One easy was to quantitatively measure an animals' metabolic rate or energy production is to measure the amount of oxygen it consumes. However, when respiration rate is used to determine energy production, many different factors such as size, temperature, and activity must be taken into account because they can alter oxygen consumption and energy use. Large animals tend to have lower mass specific metabolic rates than smaller animals, and mammals generally use 10 times more energy than reptiles (Schmidt-Nielsen, 1997). But, because leatherbacks are big bodied reptiles that thermoregulate like mammals, they have a metabolism that breaks the general trend and fits nicely in between the metabolic rates of large reptiles and large mammals. "The resting metabolic rate of leatherbacks are three times those predicted by allometric relationships for green sea turtles and other small reptiles scaled up to leatherback size, but are half of the values predicted for mammals of the same size" (Paladino et al., 1990). Leatherbacks have a lower metabolism than all other homeotherms of the same size becuase their excellent thermoregulatory adaptations allow them to be much more efficient and stay warm without relying on a lot of metabolic energy. Although their metabolism is low compared to other homeotherms, it is quite high compared to other sea turtles, and it allows leatherbacks to be much more active and have a high aerobic capacity (Paladino et al., 1990). Along with oxygen stores and transport, a leatherback's metabolism plays a key role in making them the best and deepest diving sea turtle.
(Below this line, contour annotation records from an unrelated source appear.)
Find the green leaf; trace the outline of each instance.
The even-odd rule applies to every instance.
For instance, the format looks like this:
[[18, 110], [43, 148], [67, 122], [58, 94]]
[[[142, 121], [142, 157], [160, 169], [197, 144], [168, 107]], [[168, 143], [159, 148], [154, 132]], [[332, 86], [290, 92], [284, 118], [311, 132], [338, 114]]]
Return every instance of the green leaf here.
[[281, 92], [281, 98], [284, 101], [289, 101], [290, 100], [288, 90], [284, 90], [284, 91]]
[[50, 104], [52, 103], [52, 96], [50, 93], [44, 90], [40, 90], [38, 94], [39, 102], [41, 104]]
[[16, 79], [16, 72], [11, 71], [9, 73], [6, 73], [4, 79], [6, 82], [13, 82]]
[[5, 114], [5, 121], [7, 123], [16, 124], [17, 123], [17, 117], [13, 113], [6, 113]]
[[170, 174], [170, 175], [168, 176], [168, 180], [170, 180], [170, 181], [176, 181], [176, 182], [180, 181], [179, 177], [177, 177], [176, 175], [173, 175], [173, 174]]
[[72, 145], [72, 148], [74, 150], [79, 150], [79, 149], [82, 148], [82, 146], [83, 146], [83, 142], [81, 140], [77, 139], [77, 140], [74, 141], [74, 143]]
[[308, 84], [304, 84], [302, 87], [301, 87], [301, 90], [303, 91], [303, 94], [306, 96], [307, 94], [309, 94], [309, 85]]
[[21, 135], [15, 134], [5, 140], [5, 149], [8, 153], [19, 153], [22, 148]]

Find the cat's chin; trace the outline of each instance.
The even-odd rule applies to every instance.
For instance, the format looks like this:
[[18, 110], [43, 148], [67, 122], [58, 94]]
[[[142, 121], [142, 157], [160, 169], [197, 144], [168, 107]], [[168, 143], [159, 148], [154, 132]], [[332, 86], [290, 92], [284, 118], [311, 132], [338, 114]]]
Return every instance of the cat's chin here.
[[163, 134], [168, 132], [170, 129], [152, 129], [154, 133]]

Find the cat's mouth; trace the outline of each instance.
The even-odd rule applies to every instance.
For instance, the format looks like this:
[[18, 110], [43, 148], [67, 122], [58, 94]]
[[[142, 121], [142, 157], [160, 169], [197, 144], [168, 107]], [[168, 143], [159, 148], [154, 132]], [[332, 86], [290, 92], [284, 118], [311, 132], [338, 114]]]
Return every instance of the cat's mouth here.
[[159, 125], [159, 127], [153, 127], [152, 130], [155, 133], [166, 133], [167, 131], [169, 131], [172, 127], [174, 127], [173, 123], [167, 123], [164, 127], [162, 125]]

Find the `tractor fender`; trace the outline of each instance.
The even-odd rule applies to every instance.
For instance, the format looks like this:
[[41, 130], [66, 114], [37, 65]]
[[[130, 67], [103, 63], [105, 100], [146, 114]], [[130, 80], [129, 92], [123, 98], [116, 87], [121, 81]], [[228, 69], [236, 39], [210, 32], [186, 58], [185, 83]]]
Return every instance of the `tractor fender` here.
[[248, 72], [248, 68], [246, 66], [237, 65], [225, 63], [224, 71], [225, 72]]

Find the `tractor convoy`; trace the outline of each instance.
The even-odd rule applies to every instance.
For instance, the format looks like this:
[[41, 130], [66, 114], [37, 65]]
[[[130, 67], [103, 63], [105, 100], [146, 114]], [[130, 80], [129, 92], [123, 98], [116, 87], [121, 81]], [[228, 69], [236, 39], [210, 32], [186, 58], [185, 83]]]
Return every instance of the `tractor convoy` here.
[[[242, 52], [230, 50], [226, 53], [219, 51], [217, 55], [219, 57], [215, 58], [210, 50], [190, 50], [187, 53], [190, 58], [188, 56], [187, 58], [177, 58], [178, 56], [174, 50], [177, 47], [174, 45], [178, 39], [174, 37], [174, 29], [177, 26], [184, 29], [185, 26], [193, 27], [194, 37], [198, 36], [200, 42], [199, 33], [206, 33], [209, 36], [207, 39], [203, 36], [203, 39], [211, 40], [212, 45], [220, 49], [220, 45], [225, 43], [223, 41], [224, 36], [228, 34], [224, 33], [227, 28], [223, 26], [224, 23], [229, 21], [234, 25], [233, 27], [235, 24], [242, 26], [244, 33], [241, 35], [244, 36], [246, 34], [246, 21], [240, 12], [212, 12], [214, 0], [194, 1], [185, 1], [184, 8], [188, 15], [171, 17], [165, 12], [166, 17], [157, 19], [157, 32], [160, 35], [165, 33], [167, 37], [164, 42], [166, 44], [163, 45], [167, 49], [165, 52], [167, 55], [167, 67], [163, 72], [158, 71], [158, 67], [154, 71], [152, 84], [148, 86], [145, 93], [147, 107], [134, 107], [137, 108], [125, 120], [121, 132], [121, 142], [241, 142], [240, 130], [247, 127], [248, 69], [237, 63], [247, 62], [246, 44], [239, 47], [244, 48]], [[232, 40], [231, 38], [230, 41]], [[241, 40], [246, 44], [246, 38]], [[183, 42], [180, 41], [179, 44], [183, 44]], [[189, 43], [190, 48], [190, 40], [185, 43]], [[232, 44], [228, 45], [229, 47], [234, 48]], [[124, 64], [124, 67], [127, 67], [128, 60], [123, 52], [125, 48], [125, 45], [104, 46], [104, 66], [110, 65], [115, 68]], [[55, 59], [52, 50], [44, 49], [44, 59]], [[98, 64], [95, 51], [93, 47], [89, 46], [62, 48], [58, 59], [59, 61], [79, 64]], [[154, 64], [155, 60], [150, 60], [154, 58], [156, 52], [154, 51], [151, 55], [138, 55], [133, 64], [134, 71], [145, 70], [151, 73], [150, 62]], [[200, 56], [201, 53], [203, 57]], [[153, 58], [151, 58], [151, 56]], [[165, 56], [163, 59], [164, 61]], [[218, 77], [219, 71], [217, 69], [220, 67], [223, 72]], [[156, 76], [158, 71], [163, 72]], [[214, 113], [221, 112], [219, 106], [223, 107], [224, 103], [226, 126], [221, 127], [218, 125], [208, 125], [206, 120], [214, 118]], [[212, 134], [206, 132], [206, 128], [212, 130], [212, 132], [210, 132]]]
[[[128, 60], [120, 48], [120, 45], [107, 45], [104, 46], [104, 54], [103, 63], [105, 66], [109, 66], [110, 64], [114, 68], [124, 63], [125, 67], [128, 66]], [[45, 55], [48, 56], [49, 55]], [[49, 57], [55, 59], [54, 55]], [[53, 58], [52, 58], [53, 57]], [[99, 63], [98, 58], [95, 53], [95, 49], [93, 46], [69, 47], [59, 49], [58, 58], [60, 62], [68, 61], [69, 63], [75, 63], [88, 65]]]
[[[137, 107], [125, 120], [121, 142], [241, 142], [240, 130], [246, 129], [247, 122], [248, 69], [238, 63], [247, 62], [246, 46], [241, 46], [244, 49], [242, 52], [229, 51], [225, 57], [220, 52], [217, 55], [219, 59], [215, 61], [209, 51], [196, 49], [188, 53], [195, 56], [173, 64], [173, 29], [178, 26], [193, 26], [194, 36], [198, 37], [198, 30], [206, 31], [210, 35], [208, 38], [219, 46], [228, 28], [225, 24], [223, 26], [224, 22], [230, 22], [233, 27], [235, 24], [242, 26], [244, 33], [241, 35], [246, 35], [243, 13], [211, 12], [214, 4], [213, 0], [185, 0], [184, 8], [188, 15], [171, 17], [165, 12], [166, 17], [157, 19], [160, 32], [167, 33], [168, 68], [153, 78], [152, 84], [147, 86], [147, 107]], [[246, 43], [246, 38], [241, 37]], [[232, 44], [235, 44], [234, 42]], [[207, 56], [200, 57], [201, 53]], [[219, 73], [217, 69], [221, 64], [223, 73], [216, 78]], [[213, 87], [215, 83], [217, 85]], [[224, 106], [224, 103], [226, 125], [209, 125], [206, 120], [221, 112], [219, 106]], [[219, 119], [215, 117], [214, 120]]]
This graph shows a comparison of mass-specific metabolic rates for nesting leatherbacks with other species. The solid black lines represent the minimum metabolic rate necessary to maintain the various temperature gradients shown at the end of the line. These temperature gradients are between the body core and the surface or skin of the animal. Blood flow is assumed to play no part in exchanging heat among the different parts of the animal. Graph from Paladino et al., 1990).